Выслушаем, однако, самого Боулза:

"Марокканские курильщики кифа(ы?) не прочь поговорить о "двух мирах", один из которых управляем непреложными естественными законами, тогда как другой, мир кифа, открывается как "реальность", существующая сообразно проекциям его собственной сущности, состоянию его сознания, в чьем поле элементы материальной вселенной исподволь перестраиваются под воздействием каннабиса, чтобы совпасть с внутренними требованиями личности. По сути, эти вариации не представляют собой интереса, когда бы не были для проживающего это состояние неким указанием. К тому же, если он может руководить процессом деформации, то опыт, извлекаемый им, оказывается вполне пригодным в повседневной жизни. А если он доверяет точности своих истолкований, он принимает этот опыт как руководство к непосредственному действию. Стало быть, для посвященного/просвещенного курильщика переход в "другой мир" зачастую оказывается путешествием, предпринимаемым для получения соответствующих инструкций".

О таких едва заметных переходах из яви в иную явь, но много раньше и не столь дидактично, Боулз пишет в рассказе "Тысяча дней Мухтара" (перевод Василия Кондратьева, "Митин Журнал" # 43).



Шум


Если для Мориса Бланшо шум возникает со смертью последнего писателя, поскольку писатель - единственная инстанция, удерживающая мир в тишине, то для Мухтара таковой инстанцией была жена (невеста?), после чьей смерти шум с возрастающей и неодолимой силой затопляет окружающее. Мухтар видит сон, в котором он убивает своего друга на рынке. По пробуждении он идет на рынок и в ходе внезапно вспыхнувшей ссоры из-за денег, не возвращенных якобы другу, понимает, что не хочет убийства:

"Этой ночью мне снилось, что я пришел сюда убить этого человека, моего друга. Я не хочу его убивать. Я не собираюсь его убивать. Смотрите внимательно, я не делаю ему больно".

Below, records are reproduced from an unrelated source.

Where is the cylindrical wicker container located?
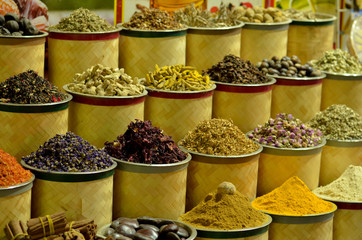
[319,139,362,186]
[287,13,336,63]
[0,94,72,161]
[321,73,362,115]
[186,23,244,72]
[0,32,48,82]
[179,145,263,210]
[257,139,326,196]
[258,204,337,240]
[48,30,119,89]
[192,216,272,240]
[271,74,325,122]
[240,20,291,64]
[113,154,191,220]
[145,86,216,142]
[21,161,117,226]
[0,176,34,239]
[212,79,276,132]
[63,85,147,148]
[119,28,187,78]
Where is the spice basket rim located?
[267,73,327,81]
[213,76,277,87]
[63,83,148,99]
[177,142,263,159]
[145,83,216,94]
[0,30,49,39]
[96,218,197,240]
[0,92,73,107]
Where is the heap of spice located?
[310,49,362,74]
[313,165,362,202]
[174,2,238,28]
[22,132,113,172]
[248,113,322,148]
[0,70,67,104]
[180,182,268,230]
[206,54,272,84]
[68,64,145,96]
[144,64,213,91]
[308,104,362,140]
[180,118,259,156]
[104,120,187,164]
[122,5,184,30]
[251,176,334,216]
[0,148,32,187]
[49,8,116,32]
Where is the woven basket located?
[271,74,325,122]
[0,94,72,161]
[186,23,244,72]
[63,85,147,148]
[180,146,263,210]
[21,161,116,226]
[287,13,336,64]
[196,216,272,240]
[119,29,186,78]
[48,30,119,89]
[113,155,191,220]
[240,20,291,64]
[0,176,34,239]
[212,79,275,132]
[145,86,215,142]
[319,139,362,186]
[257,139,326,196]
[321,73,362,115]
[0,32,48,82]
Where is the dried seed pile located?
[145,64,213,91]
[180,118,259,156]
[22,132,113,172]
[68,64,145,96]
[0,70,67,104]
[248,113,322,148]
[206,55,271,84]
[122,7,184,30]
[308,104,362,140]
[49,8,116,32]
[311,49,362,74]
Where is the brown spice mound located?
[180,118,259,156]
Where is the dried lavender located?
[308,104,362,140]
[105,120,186,164]
[0,70,67,104]
[206,54,272,84]
[248,113,322,148]
[22,132,113,172]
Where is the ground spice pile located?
[180,182,268,230]
[252,176,333,216]
[313,165,362,202]
[0,70,67,104]
[0,148,32,187]
[180,118,259,156]
[308,104,362,140]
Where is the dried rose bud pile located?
[248,113,322,148]
[105,120,187,164]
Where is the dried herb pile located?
[104,120,187,164]
[308,104,362,140]
[0,70,67,104]
[22,132,113,172]
[206,54,271,84]
[180,118,259,156]
[248,113,322,148]
[49,8,116,32]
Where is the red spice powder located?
[0,148,32,187]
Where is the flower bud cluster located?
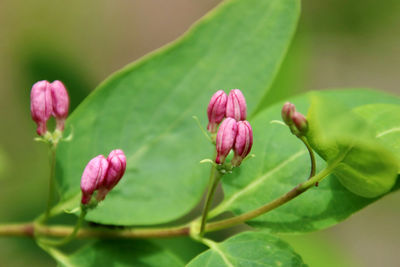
[81,149,126,205]
[31,81,69,136]
[207,89,253,166]
[282,102,308,136]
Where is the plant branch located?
[43,145,56,222]
[299,136,317,179]
[0,222,190,239]
[0,162,342,242]
[205,164,336,232]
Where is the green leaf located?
[187,232,307,267]
[56,0,300,225]
[211,90,400,233]
[354,104,400,173]
[307,94,398,197]
[44,240,184,267]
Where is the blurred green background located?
[0,0,400,267]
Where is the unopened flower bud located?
[232,121,253,166]
[96,149,126,201]
[207,90,228,133]
[282,102,296,126]
[292,112,308,135]
[215,118,237,164]
[31,81,53,136]
[226,89,247,121]
[81,155,109,205]
[50,81,69,131]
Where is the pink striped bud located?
[292,112,308,135]
[226,89,247,121]
[81,155,109,205]
[96,149,126,201]
[281,102,296,126]
[207,90,228,133]
[50,81,69,131]
[215,118,237,164]
[31,81,53,136]
[103,149,126,190]
[232,121,253,166]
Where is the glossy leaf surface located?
[57,0,300,225]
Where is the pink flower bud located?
[81,155,109,205]
[232,121,253,166]
[226,89,247,121]
[292,112,308,134]
[215,118,237,164]
[50,81,69,131]
[282,102,296,126]
[207,90,228,133]
[31,81,53,136]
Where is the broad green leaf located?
[211,90,400,233]
[44,240,184,267]
[187,232,307,267]
[307,95,398,197]
[57,0,300,225]
[354,104,400,172]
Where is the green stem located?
[43,145,56,222]
[0,159,347,239]
[299,136,317,179]
[200,166,222,236]
[39,206,87,246]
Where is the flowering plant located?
[0,0,400,266]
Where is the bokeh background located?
[0,0,400,267]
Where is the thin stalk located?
[0,157,347,239]
[200,166,222,236]
[299,136,317,179]
[0,222,190,239]
[205,164,336,232]
[43,145,56,222]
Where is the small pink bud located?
[96,149,126,201]
[81,155,109,205]
[232,121,253,166]
[50,81,69,131]
[282,102,296,126]
[292,112,308,134]
[215,118,237,164]
[226,89,247,121]
[31,81,53,136]
[207,90,228,133]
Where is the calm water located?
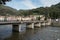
[0,25,60,40]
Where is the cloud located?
[39,0,60,7]
[22,0,36,9]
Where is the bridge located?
[0,21,51,32]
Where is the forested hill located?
[0,4,17,16]
[0,3,60,18]
[19,3,60,18]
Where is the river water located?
[0,25,60,40]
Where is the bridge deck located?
[0,21,44,25]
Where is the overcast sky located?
[6,0,60,10]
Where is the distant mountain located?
[19,3,60,18]
[0,5,17,16]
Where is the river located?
[0,25,60,40]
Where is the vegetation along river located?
[0,25,60,40]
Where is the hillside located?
[0,5,17,16]
[0,3,60,18]
[19,3,60,18]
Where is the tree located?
[0,0,11,4]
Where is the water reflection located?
[0,25,60,40]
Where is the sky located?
[6,0,60,10]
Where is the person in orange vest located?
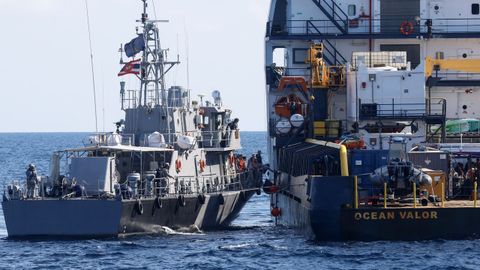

Убийство состоялось. Заключительный эпизод в суде выглядит так:

"Я слышал от свидетелей, что было на рынке, - произнес кади. - Я знаю от них, что ты злой человек. Честный человек не станет проживать злой сон. Бухта умер от твоего сна, - и заметив, что Мухтар хочет сказать, он перебил. - Я знаю, но ты дурак, Мухтар. Ты проклинаешь ветер, ночь, свое долгое одиночество. Хорошо. Тысячу дней в нашей тюрьме ты не услышишь ни ветра, ни дождя; ты не узнаешь, день или ночь, у тебя всегда будут товарищи, заключенные".

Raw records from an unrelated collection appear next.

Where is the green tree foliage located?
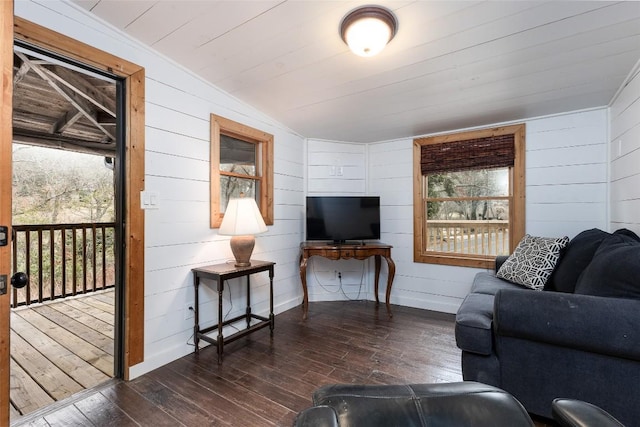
[13,144,115,225]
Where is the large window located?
[211,114,273,228]
[414,125,525,268]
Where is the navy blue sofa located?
[455,229,640,426]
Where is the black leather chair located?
[294,381,622,427]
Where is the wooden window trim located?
[413,124,526,269]
[209,114,273,228]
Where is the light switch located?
[140,191,160,209]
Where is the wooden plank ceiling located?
[74,0,640,142]
[13,49,116,157]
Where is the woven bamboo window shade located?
[420,134,515,176]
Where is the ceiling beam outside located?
[16,52,116,141]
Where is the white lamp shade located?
[344,18,391,56]
[218,197,267,236]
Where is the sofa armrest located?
[495,255,509,273]
[493,289,640,360]
[293,405,339,427]
[551,399,624,427]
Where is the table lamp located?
[218,197,267,267]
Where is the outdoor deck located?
[10,289,114,421]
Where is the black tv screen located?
[307,196,380,243]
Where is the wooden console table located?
[191,260,275,363]
[300,242,396,319]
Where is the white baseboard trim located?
[129,298,302,380]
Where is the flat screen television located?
[307,196,380,243]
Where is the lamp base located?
[230,236,256,267]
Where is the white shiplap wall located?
[368,109,608,313]
[15,0,305,378]
[306,139,371,301]
[609,62,640,234]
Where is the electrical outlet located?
[184,302,195,320]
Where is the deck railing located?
[11,222,115,307]
[426,220,509,256]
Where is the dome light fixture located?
[340,6,398,56]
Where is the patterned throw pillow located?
[496,234,569,291]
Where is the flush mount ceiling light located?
[340,6,398,56]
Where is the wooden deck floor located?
[10,289,114,422]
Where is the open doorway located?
[10,44,124,421]
[0,15,145,425]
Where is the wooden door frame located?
[0,1,13,426]
[0,10,145,425]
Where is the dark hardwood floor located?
[16,302,556,427]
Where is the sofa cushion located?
[545,228,611,293]
[496,234,569,290]
[470,271,522,295]
[455,271,522,355]
[575,233,640,299]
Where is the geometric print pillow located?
[496,234,569,291]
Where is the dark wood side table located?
[300,242,396,319]
[191,260,275,363]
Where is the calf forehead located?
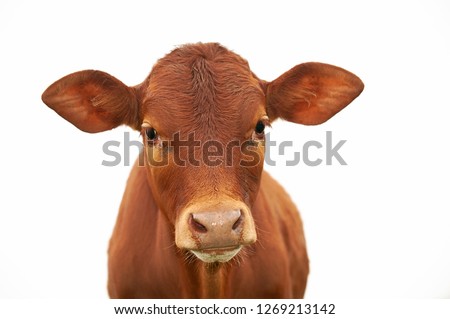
[144,44,264,135]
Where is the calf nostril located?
[189,214,208,233]
[231,215,243,230]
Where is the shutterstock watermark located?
[102,131,347,167]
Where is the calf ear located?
[266,62,364,125]
[42,70,140,133]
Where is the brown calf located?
[42,44,363,298]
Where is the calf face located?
[42,44,363,262]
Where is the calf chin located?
[175,201,256,263]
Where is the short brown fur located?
[42,43,364,298]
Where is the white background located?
[0,0,450,298]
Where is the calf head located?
[42,44,363,262]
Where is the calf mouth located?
[191,245,242,263]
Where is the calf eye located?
[145,127,158,141]
[255,121,266,134]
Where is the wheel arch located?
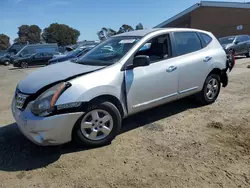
[208,68,228,87]
[86,94,125,117]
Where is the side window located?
[174,32,202,55]
[35,53,44,58]
[135,34,171,63]
[236,36,244,42]
[243,35,249,41]
[199,33,212,47]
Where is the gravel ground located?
[0,59,250,188]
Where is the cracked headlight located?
[31,82,71,117]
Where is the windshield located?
[219,37,235,44]
[77,37,140,66]
[67,48,83,56]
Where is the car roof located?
[113,28,210,37]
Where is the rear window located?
[174,32,202,55]
[200,33,212,46]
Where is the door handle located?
[203,56,212,62]
[167,66,177,72]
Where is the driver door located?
[125,35,178,114]
[30,53,44,66]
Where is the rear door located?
[125,34,178,114]
[173,32,209,97]
[29,53,44,66]
[235,36,246,55]
[40,53,53,65]
[242,35,249,54]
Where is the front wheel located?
[197,74,221,105]
[245,47,250,57]
[21,62,29,69]
[73,102,122,147]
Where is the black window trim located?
[197,32,213,48]
[171,31,204,57]
[121,32,174,71]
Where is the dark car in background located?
[48,46,94,65]
[10,43,59,63]
[7,43,28,56]
[0,54,10,66]
[219,35,250,57]
[13,52,59,68]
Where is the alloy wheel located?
[81,109,114,141]
[21,62,28,69]
[4,61,10,66]
[206,78,219,100]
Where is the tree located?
[97,27,116,40]
[135,23,144,30]
[0,34,10,50]
[117,24,134,33]
[42,23,80,46]
[17,25,42,44]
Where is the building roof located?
[115,28,160,37]
[113,28,209,37]
[154,1,250,28]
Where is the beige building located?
[155,1,250,37]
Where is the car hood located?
[17,62,105,94]
[222,43,233,49]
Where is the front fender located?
[77,85,122,102]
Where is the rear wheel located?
[3,61,10,66]
[245,48,250,57]
[21,61,29,69]
[73,102,122,147]
[197,74,221,105]
[228,49,235,56]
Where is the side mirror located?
[127,55,150,69]
[234,40,240,44]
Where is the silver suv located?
[12,28,228,147]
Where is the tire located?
[20,61,29,69]
[197,74,221,105]
[73,102,122,147]
[228,49,235,56]
[3,61,10,66]
[245,48,250,58]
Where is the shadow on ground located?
[9,65,44,70]
[0,99,199,171]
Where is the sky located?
[0,0,244,42]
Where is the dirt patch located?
[207,122,223,129]
[0,59,250,188]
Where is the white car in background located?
[12,28,230,147]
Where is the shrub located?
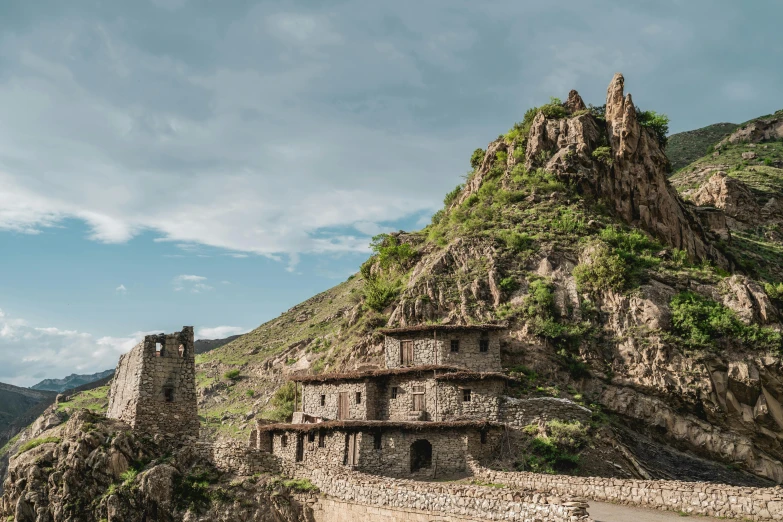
[498,276,519,292]
[364,277,401,312]
[223,370,239,381]
[670,291,783,351]
[592,146,613,165]
[498,230,533,252]
[370,234,416,269]
[636,107,669,147]
[261,381,296,422]
[470,149,486,169]
[574,242,627,293]
[16,437,60,455]
[443,184,462,207]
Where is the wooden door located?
[411,386,424,411]
[400,341,413,366]
[296,434,304,462]
[337,392,351,420]
[345,433,359,467]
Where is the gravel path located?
[587,500,718,522]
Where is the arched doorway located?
[411,439,432,473]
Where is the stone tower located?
[106,326,199,438]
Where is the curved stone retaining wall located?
[472,466,783,520]
[285,466,592,522]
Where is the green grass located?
[666,123,738,171]
[57,386,109,413]
[16,437,61,455]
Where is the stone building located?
[291,366,515,422]
[380,324,505,372]
[106,326,199,438]
[252,325,515,478]
[257,421,504,478]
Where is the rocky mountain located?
[193,76,783,483]
[666,123,738,172]
[30,369,114,392]
[193,335,239,353]
[7,75,783,520]
[0,383,57,447]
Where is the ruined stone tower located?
[106,326,199,438]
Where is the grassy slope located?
[666,123,737,171]
[671,127,783,283]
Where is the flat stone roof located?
[289,365,517,384]
[378,324,508,335]
[257,420,505,433]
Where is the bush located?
[470,149,486,169]
[670,291,783,351]
[636,107,669,147]
[223,370,239,381]
[261,381,296,422]
[443,184,462,208]
[574,242,627,293]
[364,277,401,312]
[16,437,61,455]
[370,234,416,269]
[592,146,613,165]
[498,276,519,292]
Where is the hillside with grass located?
[58,75,783,484]
[666,123,738,172]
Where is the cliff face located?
[0,410,307,522]
[23,75,783,484]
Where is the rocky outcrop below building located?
[0,410,310,522]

Ничего особенного. Тем паче, что в самом конце истории силок анекдота оказывается фальшивой фигурой, ложным сигналом, - в тишине тюрьмы Мухтар вспоминает, что действительно должен приятелю деньги и тот был совершенно вправе пенять ему. Вполне литературный рассказ. Вполне внятно рассказанная история. Но совпадает ли она с собой, остается вопросом. Вещи, коими дан мир, - неизменны. Они таковы, как есть. На рассвете обломок скалы видится головой старика, на закате мы замечаем, что смотрим на очертание руки. Медленное изменение света, ракурса, интенсивности, угла зрения, пищеварение, ненароком полученное известие, упавшая на пол книга - все это и многое иное есть "переход". Каждая вещь знает, где таится источник зрения.

Но в пространстве между ожидаемым и возможно существующим вне восприятия и опыта постоянно мерцает "третье", "сосуществующее состояние", и высказывание о нем, "высказывание с промежуточным значением истинности, по словам Вернера Гейзенберга, не поддаeтся выражению на обыденном языке".

30 декабря 1910 года в Нью-Йорке на свет появляется Пол Боулз.



Кто пришел, тот и уйдет


В юности он пишет рассказ "Frozen Fields", в нем повествуется о "некоем" мальчике, грезящем о дружбе с волком, который мог мы загрызть его отца. Трудно сказать, свидетельствует ли эта история о напряженных отношениях с отцом или же о знакомстве с историей Панкеева. В словесности сказочные волки отнюдь не редкость. Ни в одном из писем на этот счет нет упоминаний. Хотя в одном из них, от 15 сентября 58 года, издателю, испросившему биографическую справку, - он последовательно выставляет определенные акценты, подробно очерчивает траекторию своего "перехода". Родился в Нью-Йорке, юность прошла в период великой депрессии. В 16 лет художественная школа - и тотчас мысль о том, насколько глупо быть художником. Затем университет в Вирджинии (и то потому, что там учился Эдгар А. По), брошенный спустя полгода ради Парижа, где к тому времени публикуются его литературные опыты.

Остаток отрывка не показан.